O Projeto de Lei de Programação para o Desenvolvimento Solidário e a Luta contra as Desigualdades Globais, que será votado, na terça-feira, pela Assembleia Nacional francesa, prevê que as receitas de bens confiscados “a pessoas definitivamente condenadas por branqueamento de capitais e apropriação de bens” sejam canalizadas para “financiar ações de cooperação e desenvolvimento”.

A diretora-executiva da Transparência e Integridade disse hoje que o modelo francês de devolução de bens confiscados a líderes estrangeiros não se aplica ao caso Luanda Leaks, propondo o reforço da cooperação judiciária entre Portugal e Angola.

A França está a preparar a restituição às populações, através da criação de um fundo de apoio ao desenvolvimento, dos bens confiscados pelo sistema judicial francês a líderes estrangeiros, legislação impulsionada pelo caso do filho do Presidente da Guiné Equatorial, Teodorin Obiang.

“Acho que o modelo francês não se aplica ao Luanda Leaks porque existe um Estado soberano em Angola que já encetou esse processo de recuperação” de ativos confiscados à empresária e filha do ex-presidente de Angola, Isabel dos Santos, disse Karina Carvalho à agência Lusa.

“O dinheiro devolvido aos angolanos pode ser por via das instituições públicas, por via do Estado.
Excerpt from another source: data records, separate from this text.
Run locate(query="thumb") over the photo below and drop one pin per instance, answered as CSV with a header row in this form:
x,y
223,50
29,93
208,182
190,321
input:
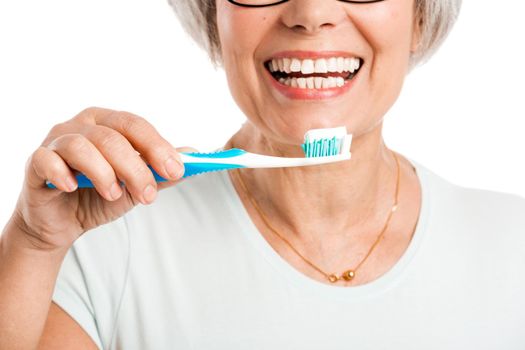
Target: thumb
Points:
x,y
166,184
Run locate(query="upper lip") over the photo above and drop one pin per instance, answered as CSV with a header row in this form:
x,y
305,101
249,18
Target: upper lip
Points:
x,y
302,54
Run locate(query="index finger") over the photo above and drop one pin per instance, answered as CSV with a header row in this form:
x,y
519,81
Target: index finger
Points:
x,y
146,140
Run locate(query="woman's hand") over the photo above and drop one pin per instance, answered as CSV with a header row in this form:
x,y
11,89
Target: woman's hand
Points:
x,y
102,144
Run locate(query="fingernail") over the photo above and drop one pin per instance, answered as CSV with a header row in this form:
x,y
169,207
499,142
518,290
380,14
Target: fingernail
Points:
x,y
115,191
174,168
149,194
70,184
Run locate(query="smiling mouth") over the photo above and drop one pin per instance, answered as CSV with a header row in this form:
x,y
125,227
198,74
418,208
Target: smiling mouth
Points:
x,y
321,73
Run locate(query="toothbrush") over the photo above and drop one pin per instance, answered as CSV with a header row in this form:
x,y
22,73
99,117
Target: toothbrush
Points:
x,y
321,146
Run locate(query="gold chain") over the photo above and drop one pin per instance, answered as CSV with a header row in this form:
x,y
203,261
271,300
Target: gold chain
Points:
x,y
347,275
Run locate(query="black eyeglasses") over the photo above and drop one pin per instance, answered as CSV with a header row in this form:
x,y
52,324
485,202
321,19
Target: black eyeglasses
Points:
x,y
264,3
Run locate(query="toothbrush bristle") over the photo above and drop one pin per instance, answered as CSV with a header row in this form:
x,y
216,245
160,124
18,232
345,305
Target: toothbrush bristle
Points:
x,y
326,142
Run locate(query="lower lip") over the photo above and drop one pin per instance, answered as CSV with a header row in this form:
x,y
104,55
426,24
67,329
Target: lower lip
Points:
x,y
309,94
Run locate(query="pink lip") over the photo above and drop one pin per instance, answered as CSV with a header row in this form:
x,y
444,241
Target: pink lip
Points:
x,y
310,94
311,54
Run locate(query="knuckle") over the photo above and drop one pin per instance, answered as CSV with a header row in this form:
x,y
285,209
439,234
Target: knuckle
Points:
x,y
140,172
76,143
131,123
112,140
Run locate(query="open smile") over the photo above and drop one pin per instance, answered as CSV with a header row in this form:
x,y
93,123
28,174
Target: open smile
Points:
x,y
310,73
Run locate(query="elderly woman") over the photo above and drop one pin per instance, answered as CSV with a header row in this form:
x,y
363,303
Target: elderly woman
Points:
x,y
376,252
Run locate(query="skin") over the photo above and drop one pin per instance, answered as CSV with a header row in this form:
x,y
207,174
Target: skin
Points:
x,y
318,225
102,143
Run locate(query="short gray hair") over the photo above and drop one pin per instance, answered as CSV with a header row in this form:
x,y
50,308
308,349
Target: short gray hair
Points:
x,y
436,17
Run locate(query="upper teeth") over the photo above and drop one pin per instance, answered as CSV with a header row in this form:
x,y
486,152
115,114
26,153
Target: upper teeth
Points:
x,y
319,65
O que é importante garantir é que se criam mecanismos de monitorização cívica que permitam à população e às organizações da sociedade civil perceber onde é que são investidos esses recursos”, acrescentou.

O Projeto de Lei de Programação para o Desenvolvimento Solidário e a Luta contra as Desigualdades Globais, que será votado, na terça-feira, pela Assembleia Nacional francesa, prevê que as receitas de bens confiscados “a pessoas definitivamente condenadas por branqueamento de capitais e apropriação de bens” sejam canalizadas para “financiar ações de cooperação e desenvolvimento”.

O diploma deu entrada no parlamento francês em dezembro de 2020 e foi submetido a uma primeira votação a 19 de fevereiro, tendo na ocasião sido votada por unanimidade uma emenda que consagra, pela primeira vez na lei, o princípio da restituição dos “ganhos ilícitos” à população dos países lesados.

Prevê-se que as receitas provenientes de ativos apropriados sejam canalizadas para um fundo de “ajuda oficial ao desenvolvimento”, gerido pela agência de cooperação francesa.

A legislação foi impulsionada, em grande medida, pelo caso do vice-presidente e filho do chefe de Estado da Guiné Equatorial,’Teodorin’ Obiang, condenado em 2020 pela justiça francesa a uma pena de prisão suspensa de três anos, uma multa de 30 milhões de euros e a confiscações de bens estimados em 150 milhões de euros.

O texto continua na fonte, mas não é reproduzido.